Хлюпая по грязному снегу, мы в молчании поднялись по склону и сели под гранатовым деревом. Ой, не стоило мне сюда приходить. Ведь на стволе была вырезанная мною надпись: «Амир и Хасан – повелители Кабула». Оказалось, я видеть ее не могу.
Хасан попросил меня прочесть что-нибудь из «Шахнаме». Мне расхотелось, сказал я ему. Лучше вернуться домой. Не глядя на меня, Хасан пожал плечами. Спускались мы с холма, как и поднимались, – не говоря ни слова.
Впервые в жизни я не мог дождаться, когда же придет весна.
О том, что еще случилось зимой 1975 года, воспоминания у меня самые смутные. Когда Баба бывал дома, в душе у меня поселялась радость. Мы вместе обедали и ужинали, ходили в кино, отправлялись в гости к Кэке Хамаюну или Кэке Фаруку. Иногда заходил на огонек Рахим-хан, и Баба разрешал мне посидеть с ними за чаем в кабинете. Я даже читал отцу свои рассказы. Все шло отлично, и, казалось, лед в наших отношениях растаял. Только зря мы с Бабой обольщались на этот счет. Ну разве может безделушка из клееной бумаги и бамбука закрыть собой пропасть между людьми?
Когда Бабы дома не было – а это случалось частенько, – я отсиживался у себя в комнате, читал, писал рассказы, рисовал лошадок. По утрам, пока Хасан возился в кухне под звяканье тарелок и свист чайника, я старался дождаться, когда все стихнет, хлопнет дверь, и только тогда спускался вниз. День начала занятий в школе я обвел в своем календаре кружком и считал, сколько дней еще осталось.

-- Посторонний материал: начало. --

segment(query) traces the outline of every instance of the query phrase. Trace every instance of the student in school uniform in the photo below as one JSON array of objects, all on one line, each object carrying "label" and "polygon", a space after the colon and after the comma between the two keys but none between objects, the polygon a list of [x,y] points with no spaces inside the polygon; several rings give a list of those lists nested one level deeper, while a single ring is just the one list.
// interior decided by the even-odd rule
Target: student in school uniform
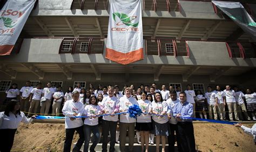
[{"label": "student in school uniform", "polygon": [[[167,114],[169,118],[169,125],[170,128],[170,134],[168,136],[168,150],[169,152],[174,151],[175,139],[177,139],[178,151],[181,151],[180,141],[178,130],[178,121],[173,116],[172,112],[175,104],[180,102],[179,98],[177,98],[176,91],[172,89],[170,92],[170,98],[166,100],[168,106],[168,111]],[[174,133],[176,135],[174,135]]]},{"label": "student in school uniform", "polygon": [[165,85],[162,85],[161,94],[163,96],[163,100],[164,101],[166,101],[168,99],[169,99],[170,92],[166,89]]},{"label": "student in school uniform", "polygon": [[156,151],[159,151],[160,140],[162,144],[162,151],[165,151],[166,137],[170,134],[170,126],[167,112],[168,106],[166,101],[163,100],[161,93],[157,92],[155,94],[155,100],[152,103],[153,120],[154,128],[156,136]]},{"label": "student in school uniform", "polygon": [[251,120],[256,120],[255,112],[256,111],[256,93],[252,91],[251,89],[246,89],[245,95],[245,100],[247,103],[248,112],[251,114]]},{"label": "student in school uniform", "polygon": [[[234,91],[235,93],[235,101],[237,102],[237,112],[238,113],[238,117],[239,120],[248,120],[250,117],[248,116],[248,113],[246,111],[246,107],[244,102],[245,99],[245,94],[238,89],[237,87],[234,87]],[[242,114],[245,116],[245,119],[244,119]]]},{"label": "student in school uniform", "polygon": [[196,93],[193,90],[191,89],[191,86],[190,85],[187,85],[187,89],[185,91],[187,95],[187,101],[193,105],[193,115],[196,118]]},{"label": "student in school uniform", "polygon": [[88,151],[91,134],[92,132],[94,140],[90,147],[90,151],[95,151],[95,148],[100,140],[98,126],[98,117],[100,115],[100,107],[98,105],[98,100],[95,95],[91,96],[89,99],[89,105],[84,108],[83,115],[86,116],[84,121],[84,133],[85,136],[84,151]]},{"label": "student in school uniform", "polygon": [[225,93],[220,90],[219,85],[216,85],[216,90],[214,91],[216,94],[217,102],[219,103],[219,110],[220,113],[220,120],[226,120],[226,112],[225,111],[225,106],[226,102],[224,102]]},{"label": "student in school uniform", "polygon": [[[225,93],[224,102],[227,103],[228,109],[230,120],[231,121],[239,120],[238,114],[237,111],[237,103],[235,102],[235,93],[231,89],[230,85],[226,86],[226,89],[223,91]],[[234,113],[234,118],[233,117],[233,112]]]},{"label": "student in school uniform", "polygon": [[4,100],[4,104],[8,103],[11,100],[18,100],[17,98],[19,95],[19,90],[17,88],[17,87],[18,85],[17,84],[13,84],[10,88],[5,92],[6,98]]},{"label": "student in school uniform", "polygon": [[114,115],[119,111],[119,99],[114,96],[114,88],[109,87],[109,96],[103,98],[101,104],[103,112],[106,114],[111,115],[103,116],[102,120],[102,127],[103,140],[102,142],[102,151],[107,151],[107,137],[109,132],[110,132],[110,145],[109,151],[114,151],[114,145],[116,141],[116,131],[118,116]]},{"label": "student in school uniform", "polygon": [[60,106],[62,105],[62,99],[64,96],[64,93],[62,91],[62,87],[59,86],[57,89],[57,91],[53,93],[52,97],[53,98],[53,103],[52,103],[53,116],[59,116],[60,111]]},{"label": "student in school uniform", "polygon": [[[150,131],[153,129],[151,123],[152,113],[151,101],[146,99],[147,93],[143,92],[142,99],[138,101],[139,106],[144,114],[137,117],[135,129],[139,131],[142,143],[142,151],[144,149],[146,152],[149,151],[149,139]],[[144,144],[145,148],[144,148]]]},{"label": "student in school uniform", "polygon": [[29,102],[30,98],[30,93],[31,92],[33,87],[31,86],[31,82],[27,81],[26,86],[22,87],[19,91],[20,93],[20,102],[21,110],[25,112],[28,112],[29,108],[30,103]]},{"label": "student in school uniform", "polygon": [[73,92],[73,87],[70,86],[64,95],[64,103],[68,100],[72,100],[72,92]]},{"label": "student in school uniform", "polygon": [[21,112],[20,107],[19,101],[12,100],[8,102],[5,111],[0,112],[0,151],[10,151],[15,133],[21,122],[29,123],[37,116],[27,118]]},{"label": "student in school uniform", "polygon": [[42,92],[42,96],[45,98],[46,100],[41,101],[42,106],[40,113],[42,114],[44,114],[44,115],[46,115],[49,113],[51,99],[52,99],[52,95],[55,92],[55,89],[51,87],[51,82],[47,82],[47,87],[45,87]]},{"label": "student in school uniform", "polygon": [[30,93],[30,97],[29,99],[29,102],[30,103],[30,107],[29,107],[29,116],[31,116],[30,113],[37,113],[37,109],[40,105],[40,99],[42,96],[42,84],[38,83],[37,84],[36,88],[33,88]]},{"label": "student in school uniform", "polygon": [[65,116],[66,137],[63,149],[64,152],[70,151],[72,140],[75,131],[77,131],[79,134],[79,139],[72,151],[80,151],[80,149],[84,141],[83,121],[80,118],[73,118],[73,116],[82,116],[84,112],[84,107],[83,103],[79,101],[79,93],[78,91],[73,92],[72,99],[66,101],[62,108],[62,112]]},{"label": "student in school uniform", "polygon": [[[120,98],[120,112],[127,112],[129,107],[133,105],[138,106],[136,99],[131,96],[131,88],[126,88],[125,95]],[[126,129],[128,129],[129,133],[129,151],[133,151],[136,122],[136,119],[130,117],[128,114],[124,113],[120,115],[120,151],[122,152],[125,151]]]}]

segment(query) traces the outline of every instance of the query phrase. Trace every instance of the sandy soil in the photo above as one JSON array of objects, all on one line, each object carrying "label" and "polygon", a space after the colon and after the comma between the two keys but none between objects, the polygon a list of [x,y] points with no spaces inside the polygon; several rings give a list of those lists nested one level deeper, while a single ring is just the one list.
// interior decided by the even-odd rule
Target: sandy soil
[{"label": "sandy soil", "polygon": [[[246,125],[248,127],[253,124]],[[196,143],[202,151],[256,151],[252,136],[228,125],[194,124]],[[76,142],[78,135],[74,136]],[[62,151],[65,140],[64,124],[21,124],[12,147],[14,151]]]}]

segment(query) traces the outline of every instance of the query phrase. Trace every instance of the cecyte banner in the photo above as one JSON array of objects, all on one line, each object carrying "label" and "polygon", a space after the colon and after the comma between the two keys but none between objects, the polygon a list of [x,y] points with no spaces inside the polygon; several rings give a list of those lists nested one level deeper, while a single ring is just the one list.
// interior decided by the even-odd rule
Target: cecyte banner
[{"label": "cecyte banner", "polygon": [[0,56],[9,55],[36,0],[8,0],[1,10]]},{"label": "cecyte banner", "polygon": [[140,0],[111,0],[105,58],[128,64],[143,59]]}]

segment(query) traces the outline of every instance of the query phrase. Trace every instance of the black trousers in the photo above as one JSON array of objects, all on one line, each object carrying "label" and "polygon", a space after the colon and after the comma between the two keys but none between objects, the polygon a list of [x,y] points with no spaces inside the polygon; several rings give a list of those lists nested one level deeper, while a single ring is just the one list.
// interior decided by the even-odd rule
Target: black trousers
[{"label": "black trousers", "polygon": [[177,125],[182,151],[196,151],[193,123],[191,122],[179,122]]},{"label": "black trousers", "polygon": [[72,151],[80,151],[80,149],[83,145],[83,143],[84,141],[84,130],[83,129],[83,126],[80,127],[66,129],[66,140],[64,142],[64,146],[63,151],[64,152],[70,152],[70,149],[71,148],[72,140],[73,140],[73,137],[74,136],[75,131],[79,134],[79,139],[77,143],[73,148],[72,150]]},{"label": "black trousers", "polygon": [[14,136],[17,129],[0,129],[0,151],[6,152],[11,151],[14,144]]},{"label": "black trousers", "polygon": [[175,135],[174,132],[176,133],[176,140],[177,141],[178,151],[182,151],[182,148],[180,146],[180,141],[178,131],[178,125],[169,123],[170,128],[171,129],[171,134],[168,136],[168,150],[169,152],[174,151],[175,144]]},{"label": "black trousers", "polygon": [[114,151],[117,126],[117,121],[102,120],[102,134],[103,135],[102,151],[107,151],[109,131],[110,131],[110,147],[109,148],[109,151]]}]

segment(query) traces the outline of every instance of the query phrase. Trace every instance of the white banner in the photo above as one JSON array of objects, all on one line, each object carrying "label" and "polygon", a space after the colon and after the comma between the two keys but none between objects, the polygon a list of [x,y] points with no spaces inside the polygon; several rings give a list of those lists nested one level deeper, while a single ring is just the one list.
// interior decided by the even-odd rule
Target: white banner
[{"label": "white banner", "polygon": [[0,56],[9,55],[36,0],[8,0],[1,11]]},{"label": "white banner", "polygon": [[140,0],[110,0],[106,58],[122,64],[143,59]]}]

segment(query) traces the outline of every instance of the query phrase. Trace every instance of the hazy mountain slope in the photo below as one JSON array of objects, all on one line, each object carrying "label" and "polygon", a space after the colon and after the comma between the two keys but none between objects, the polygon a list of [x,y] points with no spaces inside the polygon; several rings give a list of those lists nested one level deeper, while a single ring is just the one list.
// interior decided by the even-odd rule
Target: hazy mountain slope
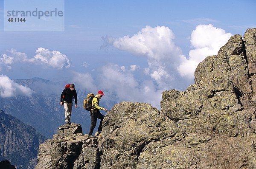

К моему ужасу, Хасан изо всех сил старался, чтобы все между нами шло как раньше.
Сижу я в своей комнате и читаю «Айвенго» в сокращенном переводе на фарси, а он стучится в дверь.
– Что такое?
– Я иду к булочнику за хлебом, – говорит Хасан из-за двери. – Не хочешь пройтись за компанию?
– Я занят, – отвечаю, потирая виски. С недавних пор, стоит Хасану оказаться поблизости, как у меня начинает трещать голова.